The emergence of Canada as an alternative safe haven for foreign investment is benefiting the government in terms of low bond yields. Hess said the proportion of Canadian government debt held by nonresidents has risen in the last couple of years to about 20 percent.
That is low compared with the United States, where nonresidents hold about 50 percent of U.S. Treasury bonds, and compared with France and Germany, where it is more than 60 percent.
"In Canada it is still relatively low so there is a lot of room, if you want to put it that way, for foreign investment coming into not just the federal government but the provinces as well," Hess said. "And this means that their borrowing costs are lower than they would be otherwise. Even if the Bank of Canada raises the short-term rates, the longer-term bond market is going to benefit from foreign demand."

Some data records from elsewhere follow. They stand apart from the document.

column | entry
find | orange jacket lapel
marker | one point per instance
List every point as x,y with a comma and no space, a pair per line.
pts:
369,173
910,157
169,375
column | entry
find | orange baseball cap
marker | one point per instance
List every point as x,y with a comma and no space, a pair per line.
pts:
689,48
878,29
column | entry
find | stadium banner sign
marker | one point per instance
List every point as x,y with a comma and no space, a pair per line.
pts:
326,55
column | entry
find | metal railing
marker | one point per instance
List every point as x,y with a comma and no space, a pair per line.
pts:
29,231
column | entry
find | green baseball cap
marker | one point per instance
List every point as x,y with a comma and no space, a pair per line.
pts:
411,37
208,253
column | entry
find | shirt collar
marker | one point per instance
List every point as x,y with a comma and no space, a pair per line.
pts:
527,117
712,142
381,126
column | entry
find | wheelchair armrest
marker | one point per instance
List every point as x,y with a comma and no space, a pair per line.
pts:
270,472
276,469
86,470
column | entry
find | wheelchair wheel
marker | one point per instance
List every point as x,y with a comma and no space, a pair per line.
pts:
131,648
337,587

Last month, the federal government announced a smaller-than-expected budget deficit for 2011-12, giving Finance Minister Jim Flaherty some leeway to react if needed to what he called an "unstable" situation in Europe, and keeping Ottawa on track in its plan to balance the budget by 2015-16.
Hess said Canada can't escape feeling the effect of any return to fiscal crisis in the United States or a knock-on effect of the euro zone debt crisis or breakup.
"It's not something we are predicting, but the risk to the financial system coming from Europe, for example, is there. And that would obviously have some spillover effects on Canada because of the close association of Canada and the U.S.," Hess said.